China can’t even make a ball pen

American businessman and founder of the Foundation for Economic Education, Leonard Read, wrote an essay in 1958 titled “I, Pencil”. Told from the perspective of a common item—the pencil—Read pointed out that there was not a single person on the planet that had the complete knowledge and ability to make even one pencil.

A pencil brings together wood, lacquer, a printed label, graphite lead, a bit of metal and an eraser. But no one person individually and alone could bring all the components from the raw material together to make this finished product, an item made yearly in the billions around the globe.

This essay was update to “I, Mouse”, another common item that no one has the ability to produce without the inputs of literally millions of people.

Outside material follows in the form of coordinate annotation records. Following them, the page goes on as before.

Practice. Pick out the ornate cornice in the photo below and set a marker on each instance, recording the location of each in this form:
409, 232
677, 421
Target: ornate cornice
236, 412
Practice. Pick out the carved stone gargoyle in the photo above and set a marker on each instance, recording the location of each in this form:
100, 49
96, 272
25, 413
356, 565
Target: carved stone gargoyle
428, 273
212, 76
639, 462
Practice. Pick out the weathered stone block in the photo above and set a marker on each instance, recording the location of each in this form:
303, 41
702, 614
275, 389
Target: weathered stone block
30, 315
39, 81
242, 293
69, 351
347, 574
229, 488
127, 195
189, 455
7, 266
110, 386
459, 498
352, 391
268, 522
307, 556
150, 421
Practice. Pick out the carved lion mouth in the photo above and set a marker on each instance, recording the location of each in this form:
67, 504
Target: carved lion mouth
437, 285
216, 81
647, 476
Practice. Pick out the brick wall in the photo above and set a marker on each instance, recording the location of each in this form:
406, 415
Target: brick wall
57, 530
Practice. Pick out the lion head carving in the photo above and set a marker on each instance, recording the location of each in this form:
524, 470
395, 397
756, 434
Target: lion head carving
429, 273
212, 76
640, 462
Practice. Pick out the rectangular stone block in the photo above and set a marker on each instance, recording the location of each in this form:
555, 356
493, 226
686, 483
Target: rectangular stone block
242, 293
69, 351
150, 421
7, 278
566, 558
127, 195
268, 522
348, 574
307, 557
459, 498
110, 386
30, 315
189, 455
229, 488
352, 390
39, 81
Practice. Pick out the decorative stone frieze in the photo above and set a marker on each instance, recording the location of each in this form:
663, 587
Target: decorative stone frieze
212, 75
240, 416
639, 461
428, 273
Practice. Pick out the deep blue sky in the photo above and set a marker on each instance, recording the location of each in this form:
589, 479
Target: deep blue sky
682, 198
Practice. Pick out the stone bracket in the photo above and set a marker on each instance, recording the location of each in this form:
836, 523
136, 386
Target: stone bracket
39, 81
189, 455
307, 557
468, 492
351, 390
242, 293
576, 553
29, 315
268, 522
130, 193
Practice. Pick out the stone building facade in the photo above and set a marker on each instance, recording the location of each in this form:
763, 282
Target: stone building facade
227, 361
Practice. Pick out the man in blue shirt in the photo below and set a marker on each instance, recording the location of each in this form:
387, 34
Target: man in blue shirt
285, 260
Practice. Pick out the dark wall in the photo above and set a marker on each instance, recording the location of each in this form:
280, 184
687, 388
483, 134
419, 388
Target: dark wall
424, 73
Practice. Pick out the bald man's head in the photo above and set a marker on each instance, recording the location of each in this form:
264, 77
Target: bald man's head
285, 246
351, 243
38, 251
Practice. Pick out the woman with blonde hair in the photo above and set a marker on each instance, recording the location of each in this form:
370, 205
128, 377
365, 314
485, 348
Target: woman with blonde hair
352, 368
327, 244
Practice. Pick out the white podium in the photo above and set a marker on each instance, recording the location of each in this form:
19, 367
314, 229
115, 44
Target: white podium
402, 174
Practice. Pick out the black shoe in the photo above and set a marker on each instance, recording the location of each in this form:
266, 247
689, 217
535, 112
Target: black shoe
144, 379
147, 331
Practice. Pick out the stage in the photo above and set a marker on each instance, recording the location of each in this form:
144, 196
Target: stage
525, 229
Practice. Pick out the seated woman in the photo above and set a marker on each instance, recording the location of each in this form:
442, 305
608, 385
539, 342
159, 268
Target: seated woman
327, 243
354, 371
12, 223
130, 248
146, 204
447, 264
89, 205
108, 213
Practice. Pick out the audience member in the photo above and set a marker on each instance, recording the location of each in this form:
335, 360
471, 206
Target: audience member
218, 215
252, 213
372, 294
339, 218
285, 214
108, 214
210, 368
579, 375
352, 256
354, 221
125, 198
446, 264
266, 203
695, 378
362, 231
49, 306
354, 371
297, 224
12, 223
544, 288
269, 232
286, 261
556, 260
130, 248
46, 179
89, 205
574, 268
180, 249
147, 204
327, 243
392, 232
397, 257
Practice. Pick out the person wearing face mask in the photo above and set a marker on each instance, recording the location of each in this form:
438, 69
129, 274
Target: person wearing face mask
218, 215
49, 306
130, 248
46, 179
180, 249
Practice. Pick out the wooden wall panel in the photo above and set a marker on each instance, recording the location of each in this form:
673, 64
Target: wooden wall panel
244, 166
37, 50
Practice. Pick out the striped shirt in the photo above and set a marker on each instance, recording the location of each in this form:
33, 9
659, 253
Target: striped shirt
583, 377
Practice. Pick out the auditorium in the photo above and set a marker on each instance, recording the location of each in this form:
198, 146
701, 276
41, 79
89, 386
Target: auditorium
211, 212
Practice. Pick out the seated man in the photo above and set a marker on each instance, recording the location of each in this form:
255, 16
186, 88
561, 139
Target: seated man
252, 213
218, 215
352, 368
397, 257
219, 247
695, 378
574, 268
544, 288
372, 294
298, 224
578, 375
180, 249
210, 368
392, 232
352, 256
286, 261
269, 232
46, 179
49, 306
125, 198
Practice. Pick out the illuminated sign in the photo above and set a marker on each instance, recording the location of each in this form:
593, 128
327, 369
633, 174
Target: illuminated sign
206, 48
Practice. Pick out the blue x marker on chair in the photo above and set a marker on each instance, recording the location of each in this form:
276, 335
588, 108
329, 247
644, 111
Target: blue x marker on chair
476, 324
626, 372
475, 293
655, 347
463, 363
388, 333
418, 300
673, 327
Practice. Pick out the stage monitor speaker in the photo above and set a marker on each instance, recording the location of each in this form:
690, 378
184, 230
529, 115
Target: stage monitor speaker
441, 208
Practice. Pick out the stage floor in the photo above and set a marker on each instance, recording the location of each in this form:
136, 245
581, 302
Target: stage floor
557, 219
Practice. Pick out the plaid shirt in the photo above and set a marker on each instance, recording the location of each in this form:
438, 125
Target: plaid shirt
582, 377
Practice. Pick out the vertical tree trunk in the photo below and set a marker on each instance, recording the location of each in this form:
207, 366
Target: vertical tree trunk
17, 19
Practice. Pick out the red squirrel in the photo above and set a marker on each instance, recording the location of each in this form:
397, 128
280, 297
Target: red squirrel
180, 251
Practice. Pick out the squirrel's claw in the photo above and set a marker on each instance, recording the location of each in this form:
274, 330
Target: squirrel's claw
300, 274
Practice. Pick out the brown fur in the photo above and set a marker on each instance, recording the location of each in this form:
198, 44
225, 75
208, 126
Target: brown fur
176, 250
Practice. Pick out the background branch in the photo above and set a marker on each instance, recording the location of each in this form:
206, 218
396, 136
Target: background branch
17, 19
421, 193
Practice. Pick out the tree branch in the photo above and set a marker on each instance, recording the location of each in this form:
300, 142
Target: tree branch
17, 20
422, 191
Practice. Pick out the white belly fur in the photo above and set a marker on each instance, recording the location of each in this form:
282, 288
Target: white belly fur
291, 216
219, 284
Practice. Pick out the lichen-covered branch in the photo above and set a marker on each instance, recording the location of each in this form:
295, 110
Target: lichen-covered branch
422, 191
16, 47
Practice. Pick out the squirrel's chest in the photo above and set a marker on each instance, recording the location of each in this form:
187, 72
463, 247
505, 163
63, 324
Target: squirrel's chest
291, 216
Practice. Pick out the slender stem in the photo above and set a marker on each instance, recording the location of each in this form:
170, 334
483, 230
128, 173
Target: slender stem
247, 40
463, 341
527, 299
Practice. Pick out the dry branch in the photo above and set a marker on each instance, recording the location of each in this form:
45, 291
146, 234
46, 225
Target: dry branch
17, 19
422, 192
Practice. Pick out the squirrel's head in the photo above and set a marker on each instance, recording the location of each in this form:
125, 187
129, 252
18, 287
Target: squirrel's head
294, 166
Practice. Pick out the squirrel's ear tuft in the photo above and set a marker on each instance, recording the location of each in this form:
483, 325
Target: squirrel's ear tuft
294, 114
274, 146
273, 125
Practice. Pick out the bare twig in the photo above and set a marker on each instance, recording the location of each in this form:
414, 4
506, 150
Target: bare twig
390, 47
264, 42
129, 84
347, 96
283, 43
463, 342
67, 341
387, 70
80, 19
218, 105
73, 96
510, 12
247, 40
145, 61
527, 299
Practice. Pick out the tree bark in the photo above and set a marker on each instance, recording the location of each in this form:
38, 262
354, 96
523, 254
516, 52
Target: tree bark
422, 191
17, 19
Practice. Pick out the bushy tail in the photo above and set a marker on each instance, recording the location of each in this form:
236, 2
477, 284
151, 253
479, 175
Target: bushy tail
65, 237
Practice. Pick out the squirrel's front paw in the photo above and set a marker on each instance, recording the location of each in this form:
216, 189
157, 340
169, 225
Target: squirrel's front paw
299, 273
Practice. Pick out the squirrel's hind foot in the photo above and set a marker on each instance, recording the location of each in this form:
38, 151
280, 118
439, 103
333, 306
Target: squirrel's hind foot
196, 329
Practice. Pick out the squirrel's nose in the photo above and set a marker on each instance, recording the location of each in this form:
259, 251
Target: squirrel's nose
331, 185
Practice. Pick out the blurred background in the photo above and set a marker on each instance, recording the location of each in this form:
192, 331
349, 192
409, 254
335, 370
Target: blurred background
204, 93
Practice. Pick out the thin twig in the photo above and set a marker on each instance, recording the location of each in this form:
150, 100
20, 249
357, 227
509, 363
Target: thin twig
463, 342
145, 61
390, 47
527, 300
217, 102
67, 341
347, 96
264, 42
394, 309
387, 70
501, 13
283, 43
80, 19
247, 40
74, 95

We step back and look in awe at the way Chinese manufacturing and its product output dominates the global markets in everything from electronic gadgets to shoes and machinery. Chinese factories are able to produce everything from iPhones, aircraft carriers, high-speed railways to spacecraft.

However, there is not a single manufacturer in China that can produce a single ball pen on its own. The only reason that China can make 38 billion ball pens each year is because it is able to import the one vital component that it cannot make from Germany, Switzerland or Japan.

Costing just a few cents, China cannot manufacturer the most important part—the tiny rotating ball at the tip of the ball pen that puts the ink on the paper.

China does not produce the high-quality brass, steel or tungsten carbide that this little ball is made from. In fact, China must import the specially made high-quality steel alloy to build its bridges, railways and submarines.

Further, it does not build the machinery and computerized measurement equipment to turn the metal into a ball-pen ball. The margin of error to make the ball is zero, because any imperfection would make the pen useless.

No individual ball pen-manufacturing company is willing to spend for the research and development because they know their competitors will just steal the design. These companies also refuse to import the high-tech state-of-the-art manufacturing machinery because they have problems with their technicians properly operating and maintaining this equipment.

China’s Premier Li Keqiang recently raised this issue of poor manufacturing development because “unless they are able to achieve technological breakthroughs and step up investment in high value-added production rather than continuing to play safe and rely on labor-intensive manufacturing, it won’t be long before the country completely loses its growth momentum.”

If a nation cannot make its own ball pen without relying on its manufacturing competitors for basic materials, it is not yet the industrial powerhouse that it thinks it is.